After a year in stealth, CarWoo (YC S09) launches today - tommy_mcclung
http://venturebeat.com/2010/10/13/carwoo-launch/
After a year in stealth, we finally launched our company today.  CarWoo! is an online new car buying market place, where buyers can come and say what they want and get dealers to compete for their business.  Essentially this is a reverse auction for car buying.  We waited over a year to launch so we could build our dealer network to over 3000 dealers nationwide.<p>Let us know what you think... lots of posts coming about our YC experience and how we stayed under the radar for over a year, how we raised money, all the good stuff.
======
parfe
Closed your website the second I saw I needed an account to continue.

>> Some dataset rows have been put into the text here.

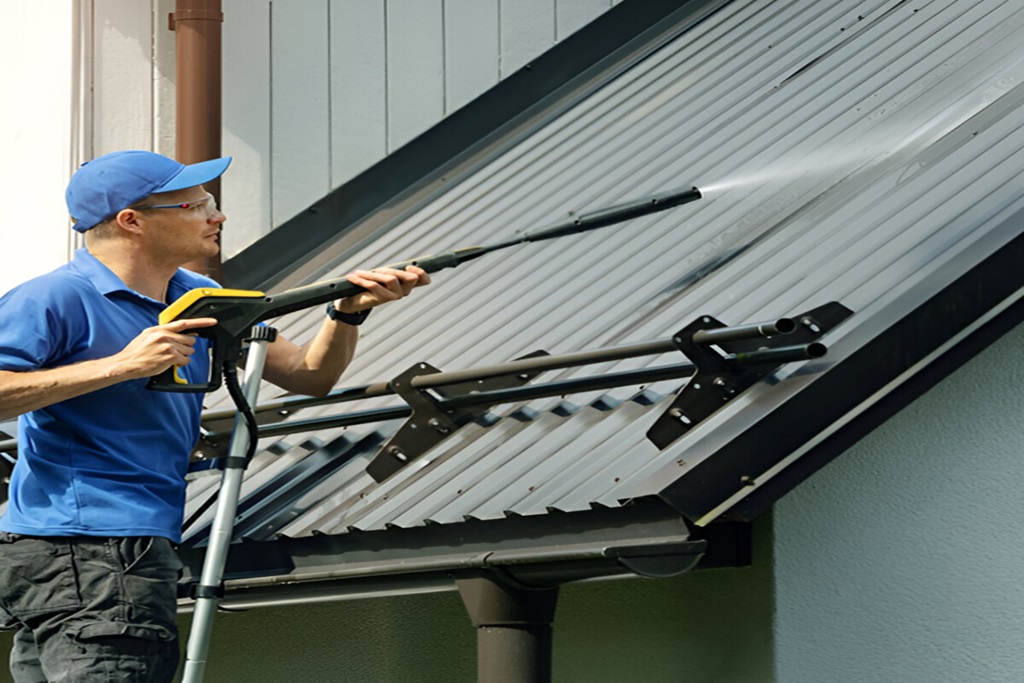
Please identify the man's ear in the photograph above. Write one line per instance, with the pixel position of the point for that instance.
(128, 220)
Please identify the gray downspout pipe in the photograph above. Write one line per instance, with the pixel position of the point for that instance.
(197, 25)
(513, 627)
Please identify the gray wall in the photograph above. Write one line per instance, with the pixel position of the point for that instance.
(901, 561)
(706, 627)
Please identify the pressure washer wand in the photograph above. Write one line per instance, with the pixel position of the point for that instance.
(237, 311)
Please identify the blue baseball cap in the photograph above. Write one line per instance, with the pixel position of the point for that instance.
(107, 184)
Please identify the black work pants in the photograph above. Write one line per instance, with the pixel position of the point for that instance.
(90, 609)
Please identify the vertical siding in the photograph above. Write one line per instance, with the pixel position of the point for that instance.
(123, 75)
(570, 15)
(358, 98)
(527, 29)
(246, 187)
(316, 91)
(300, 131)
(415, 69)
(471, 49)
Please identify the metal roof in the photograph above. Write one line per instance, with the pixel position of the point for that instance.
(866, 153)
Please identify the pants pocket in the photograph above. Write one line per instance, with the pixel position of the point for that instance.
(37, 578)
(114, 651)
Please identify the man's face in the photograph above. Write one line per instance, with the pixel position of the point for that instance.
(182, 225)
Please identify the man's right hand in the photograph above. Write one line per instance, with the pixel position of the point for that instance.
(160, 347)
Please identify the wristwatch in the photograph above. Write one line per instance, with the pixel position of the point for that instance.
(347, 318)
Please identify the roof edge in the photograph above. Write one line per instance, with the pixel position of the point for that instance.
(646, 538)
(965, 317)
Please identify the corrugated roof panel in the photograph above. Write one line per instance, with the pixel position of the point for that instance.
(858, 152)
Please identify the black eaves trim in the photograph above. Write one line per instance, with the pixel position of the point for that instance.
(424, 160)
(646, 538)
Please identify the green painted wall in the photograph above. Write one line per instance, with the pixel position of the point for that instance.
(705, 627)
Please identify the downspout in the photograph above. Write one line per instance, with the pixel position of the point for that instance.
(198, 46)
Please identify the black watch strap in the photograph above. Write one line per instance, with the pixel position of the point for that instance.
(347, 318)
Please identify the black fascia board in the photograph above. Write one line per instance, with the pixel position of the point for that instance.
(645, 538)
(423, 162)
(845, 386)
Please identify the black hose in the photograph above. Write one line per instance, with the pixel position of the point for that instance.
(235, 390)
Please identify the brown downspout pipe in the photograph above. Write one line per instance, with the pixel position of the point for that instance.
(198, 27)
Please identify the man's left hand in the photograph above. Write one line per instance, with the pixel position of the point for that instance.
(381, 285)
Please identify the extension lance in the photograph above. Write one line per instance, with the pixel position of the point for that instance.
(238, 310)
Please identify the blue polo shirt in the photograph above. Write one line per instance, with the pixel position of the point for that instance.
(111, 463)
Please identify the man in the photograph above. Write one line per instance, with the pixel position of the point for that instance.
(87, 567)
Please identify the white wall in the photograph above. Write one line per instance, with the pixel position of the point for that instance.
(36, 136)
(316, 91)
(901, 560)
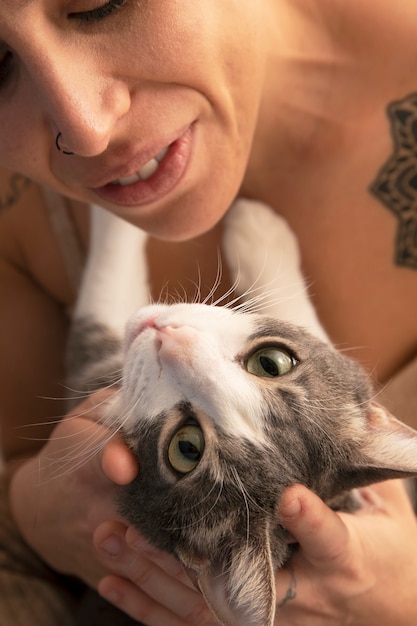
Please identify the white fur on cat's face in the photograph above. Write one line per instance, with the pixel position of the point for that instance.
(192, 352)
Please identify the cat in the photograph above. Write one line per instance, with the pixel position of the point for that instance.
(226, 406)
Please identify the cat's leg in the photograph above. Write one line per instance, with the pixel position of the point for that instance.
(263, 256)
(114, 285)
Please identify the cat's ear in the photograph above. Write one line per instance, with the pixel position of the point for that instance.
(241, 588)
(389, 449)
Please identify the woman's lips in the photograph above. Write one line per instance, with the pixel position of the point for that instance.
(154, 179)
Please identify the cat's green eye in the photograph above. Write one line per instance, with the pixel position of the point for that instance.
(186, 448)
(270, 362)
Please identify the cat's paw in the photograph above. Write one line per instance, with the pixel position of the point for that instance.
(260, 248)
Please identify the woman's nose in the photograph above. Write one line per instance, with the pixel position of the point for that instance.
(82, 103)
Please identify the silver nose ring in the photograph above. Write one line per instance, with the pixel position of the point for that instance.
(58, 147)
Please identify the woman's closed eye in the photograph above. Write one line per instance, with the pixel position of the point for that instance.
(98, 13)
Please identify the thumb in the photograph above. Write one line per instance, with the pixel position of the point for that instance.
(118, 462)
(321, 533)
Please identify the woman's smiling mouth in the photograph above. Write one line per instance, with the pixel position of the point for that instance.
(159, 175)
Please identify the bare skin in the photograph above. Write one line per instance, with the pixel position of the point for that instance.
(305, 128)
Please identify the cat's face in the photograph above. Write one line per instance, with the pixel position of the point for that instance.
(224, 410)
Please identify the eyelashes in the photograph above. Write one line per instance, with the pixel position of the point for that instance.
(7, 59)
(6, 68)
(98, 14)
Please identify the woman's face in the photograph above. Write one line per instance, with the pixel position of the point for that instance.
(123, 82)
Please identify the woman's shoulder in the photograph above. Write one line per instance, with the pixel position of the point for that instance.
(39, 236)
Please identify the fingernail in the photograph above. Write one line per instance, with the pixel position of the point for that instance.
(290, 509)
(112, 546)
(112, 596)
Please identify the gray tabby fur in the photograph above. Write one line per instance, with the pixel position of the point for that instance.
(186, 364)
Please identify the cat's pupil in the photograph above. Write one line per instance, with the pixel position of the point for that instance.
(188, 450)
(269, 366)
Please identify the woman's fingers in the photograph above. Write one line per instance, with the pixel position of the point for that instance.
(118, 462)
(321, 533)
(147, 584)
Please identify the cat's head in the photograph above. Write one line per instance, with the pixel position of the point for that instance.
(225, 410)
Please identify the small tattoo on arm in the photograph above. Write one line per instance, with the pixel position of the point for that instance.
(17, 184)
(396, 182)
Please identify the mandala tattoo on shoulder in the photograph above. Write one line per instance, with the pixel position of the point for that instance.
(396, 183)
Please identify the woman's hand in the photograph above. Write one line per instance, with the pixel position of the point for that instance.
(358, 569)
(60, 496)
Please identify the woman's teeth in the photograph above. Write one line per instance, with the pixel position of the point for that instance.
(144, 173)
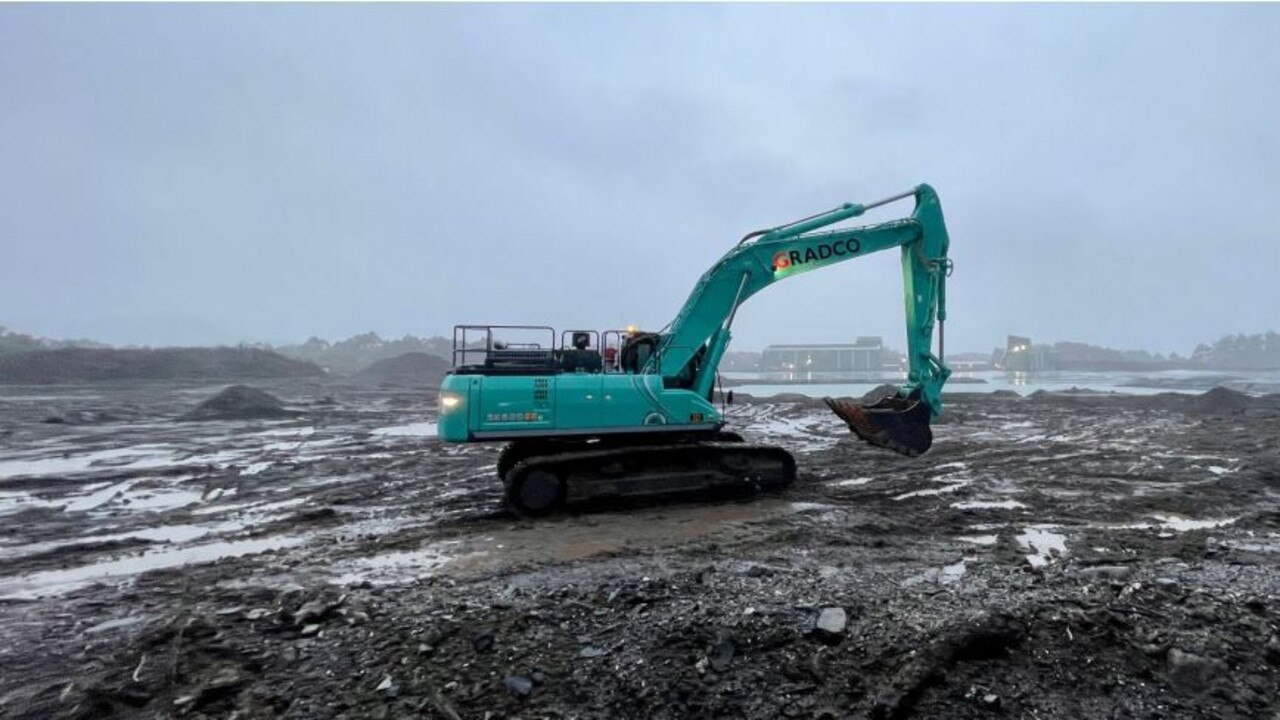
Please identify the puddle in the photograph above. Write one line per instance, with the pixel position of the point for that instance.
(988, 504)
(412, 429)
(142, 456)
(851, 482)
(927, 492)
(952, 573)
(401, 566)
(1042, 546)
(59, 582)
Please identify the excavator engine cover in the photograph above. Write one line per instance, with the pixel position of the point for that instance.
(888, 420)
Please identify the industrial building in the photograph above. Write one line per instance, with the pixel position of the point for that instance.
(1022, 356)
(864, 354)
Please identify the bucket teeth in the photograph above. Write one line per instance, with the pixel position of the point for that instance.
(897, 423)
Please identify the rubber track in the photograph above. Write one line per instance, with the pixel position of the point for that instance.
(659, 469)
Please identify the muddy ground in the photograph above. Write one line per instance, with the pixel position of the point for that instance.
(1055, 556)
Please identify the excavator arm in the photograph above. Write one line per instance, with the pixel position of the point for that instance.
(698, 337)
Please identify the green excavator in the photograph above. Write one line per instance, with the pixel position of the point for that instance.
(626, 413)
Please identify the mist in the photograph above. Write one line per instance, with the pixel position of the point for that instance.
(216, 174)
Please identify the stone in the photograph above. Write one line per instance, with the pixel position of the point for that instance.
(722, 654)
(519, 686)
(483, 639)
(831, 623)
(1107, 572)
(1191, 673)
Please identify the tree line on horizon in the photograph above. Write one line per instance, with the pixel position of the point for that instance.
(1257, 351)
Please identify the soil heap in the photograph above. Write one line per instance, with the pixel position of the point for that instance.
(414, 369)
(240, 402)
(85, 364)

edit: I'll expand so you don't get confused by my comment. I drop by auto
sites every now and again and customize a car to my liking, as a game. The
idea of getting a car is playful. Most of the time I'm not seriously thinking
of buying the vehicle.

Now on your site, I can't customize a car. I can't even see what your site
does. I could see myself playing around with models and brands and see a
button at the end "We'll have 5 auto dealers bid on your dream car, $50.
You'll save way more than $50 thanks to our competitive bidding process."

Or you can alienate all the random drop-ins forcing them to sign in, or
associate their real life facebook profiles with some random site on the nets.

The value of your site appears to be in the bidding process. Not the
customization process.

------
guynamedloren
I will admit that I did not do any research beyond reading the article, but
have you thought about how you will tackle the problem of the customer not
test-driving the vehicle before purchase?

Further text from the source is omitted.